恋の始め方がわからない

毛蟹葵葉

文字の大きさ
上 下
22 / 40

乞いする女

しおりを挟む
乞いする女

 医務室に入ると誰も人はおらず、信木はベッドに横たわった。
 信木はよほど調子が悪いのか不安げな顔で私を見ている。

「八王子さんって、姫川さんと親しいんですか?」

 信木の突然の質問に私は驚いて瞬きする。
 今までどんな男性社員と話していても彼女がわざわざそんな事を聞いてくる事はなかった。
 弓削に対してもそうだ。
 
「え、なんでそう思うの?」

 会社で姫川と親しいと言えるのか正直微妙だ。
 話しかけられる事は多くなった気がするが挨拶だけだ。
 その挨拶が増えた気もするけれど、プライベートで何回か会ったから、気を遣って声をかけているようにしか思えない。

「なんだかいつも馴れ馴れしく声をかけている気がして……、最近よく話してますよね」

 姫川が馴れ馴れしいかどうかは置いておいて、信木が気になるという事は、客観的に見ても声をかけられているのだろう。
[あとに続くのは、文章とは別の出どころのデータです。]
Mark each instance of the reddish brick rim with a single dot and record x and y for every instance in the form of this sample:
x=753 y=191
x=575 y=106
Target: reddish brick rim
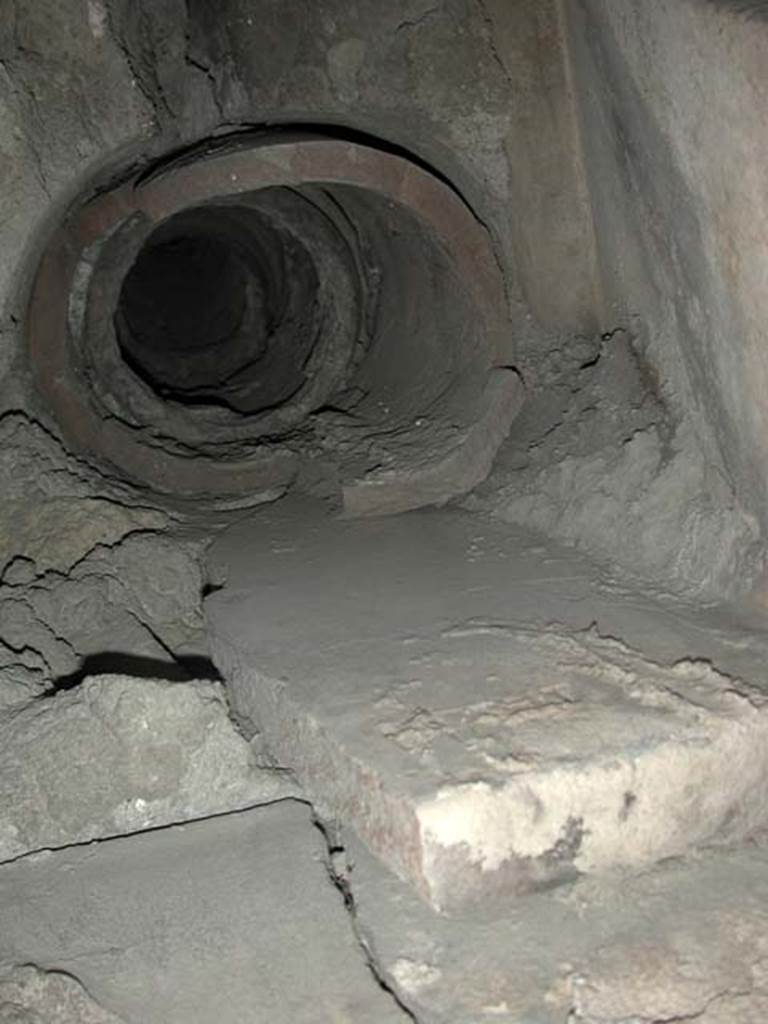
x=247 y=168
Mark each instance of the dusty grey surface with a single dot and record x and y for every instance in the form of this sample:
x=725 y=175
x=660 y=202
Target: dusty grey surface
x=477 y=705
x=117 y=755
x=685 y=941
x=230 y=920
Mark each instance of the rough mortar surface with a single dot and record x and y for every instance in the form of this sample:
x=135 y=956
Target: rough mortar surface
x=118 y=755
x=685 y=941
x=29 y=995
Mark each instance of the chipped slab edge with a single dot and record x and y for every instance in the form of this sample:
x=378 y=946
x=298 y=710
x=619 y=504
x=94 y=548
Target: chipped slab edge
x=474 y=844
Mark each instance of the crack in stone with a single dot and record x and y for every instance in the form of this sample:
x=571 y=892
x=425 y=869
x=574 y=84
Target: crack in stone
x=338 y=879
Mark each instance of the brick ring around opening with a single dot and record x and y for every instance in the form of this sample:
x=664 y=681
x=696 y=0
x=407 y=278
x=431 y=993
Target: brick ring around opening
x=246 y=167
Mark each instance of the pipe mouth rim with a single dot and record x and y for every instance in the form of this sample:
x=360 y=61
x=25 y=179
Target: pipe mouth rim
x=231 y=173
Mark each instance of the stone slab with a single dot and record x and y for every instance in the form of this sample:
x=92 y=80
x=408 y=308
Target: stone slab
x=229 y=920
x=389 y=664
x=684 y=941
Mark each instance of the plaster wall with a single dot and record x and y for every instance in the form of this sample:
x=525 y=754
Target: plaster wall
x=674 y=108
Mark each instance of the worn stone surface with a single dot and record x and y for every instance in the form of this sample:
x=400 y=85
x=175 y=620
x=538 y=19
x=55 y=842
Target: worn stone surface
x=433 y=477
x=29 y=995
x=88 y=572
x=684 y=941
x=229 y=920
x=118 y=755
x=58 y=532
x=477 y=756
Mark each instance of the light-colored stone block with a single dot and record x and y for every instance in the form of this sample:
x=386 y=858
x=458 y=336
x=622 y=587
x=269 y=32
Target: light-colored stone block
x=477 y=758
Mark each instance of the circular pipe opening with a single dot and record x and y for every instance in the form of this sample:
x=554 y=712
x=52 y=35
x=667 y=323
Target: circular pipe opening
x=309 y=309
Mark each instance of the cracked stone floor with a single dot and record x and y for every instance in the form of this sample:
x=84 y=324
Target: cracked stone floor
x=450 y=693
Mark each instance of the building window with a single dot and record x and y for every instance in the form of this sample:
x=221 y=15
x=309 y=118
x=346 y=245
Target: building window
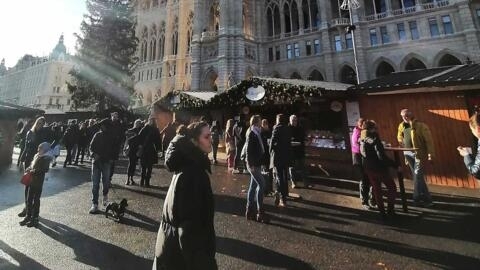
x=401 y=32
x=348 y=41
x=447 y=25
x=434 y=32
x=297 y=50
x=308 y=47
x=413 y=30
x=289 y=51
x=338 y=43
x=373 y=37
x=270 y=54
x=384 y=35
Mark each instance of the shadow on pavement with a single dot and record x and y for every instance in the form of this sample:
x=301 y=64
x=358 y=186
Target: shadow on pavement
x=443 y=259
x=24 y=262
x=91 y=251
x=145 y=222
x=258 y=255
 しちゃったし、徐々にフェードアウトしていくと思うから気が付かないで欲しかった。

「同期なんだし、たまたまじゃないかな」

「同期だったことも覚えてなかったのに」

 適当に理由なんて無さそうだ。と、返すと、信木が痛いところを突いてきた。

「ま、まあ、そういう時もあるよね。私が同期か覚えてるか気になって声かけてたのかもよ」

 そもそも、姫川が私に声をかけてくる理由なんてわかるわけがない。
 それに、声をかけていると言い切るのも微妙なラインだ。言い訳をしながら気がついた。

「私、ああいう人信用できない」

 信木の人を断定するかの物言いに頭が痛くなってきた。
 そういえば、彼女は入社した時から、こういう事を平気で言う人だった。
 やめてほしい。そういうのは好きじゃない。と、ハッキリと言ったら二度と言わなくなったけれど。
 ……誰かと親しくなる前に、知らない間に人間関係を壊されていたのかもしれない。今更だが。

「なんでそんなこというの」

「イケメンで性格が良くて、女子からモテてるからです」
 
「あの外見なら当然だよ。モテるからって信用できないって決めつけるのは良くないよ」
 
「それに、私たちが外されてるの知ってるのに見て見ぬふりしてたじゃないですか」
 
「姫川さんは、関係ないでしょ。それに、彼も外されてたんだから何も出来ないのは仕方ないんじゃない?」
 

 信木は、必死に姫川を貶めようとしているようにも見える。

「私、あの人がどんな人と付き合って別れたか知ってるんですよ」

「そりゃ、あの年まで恋人が居なかった事なんてないでしょうよ」

 私同様に人間関係が狭い信木が知っているという事は姫川の異性関係は、派手なのかもしれない。
 だけど、手慣れたセックスを見ている限り納得しかなかった。
 あれだけ上手だもの。納得だわ。経験ないのに上手な方がちょっと怖いし。
 異性関係が派手でも最低限のルールやマナーを守ってるんだし、何も悪く言われる理由なんてないじゃない。
 彼の女癖の悪さを聞いたことなんて一度もない。
 何だか腹が立ってきた。

「そうですよ。だからこそですよ」

 だからこそ何なんのよ。
 
 うんざりとしてしまう。姫川の事を知らないのはお互い様だ。
 表面上しか知らない彼の内面をなぜ語れるというのか。
 私は姫川の全てを知っているかのように腹を立てていることに気がついて、冷静になる。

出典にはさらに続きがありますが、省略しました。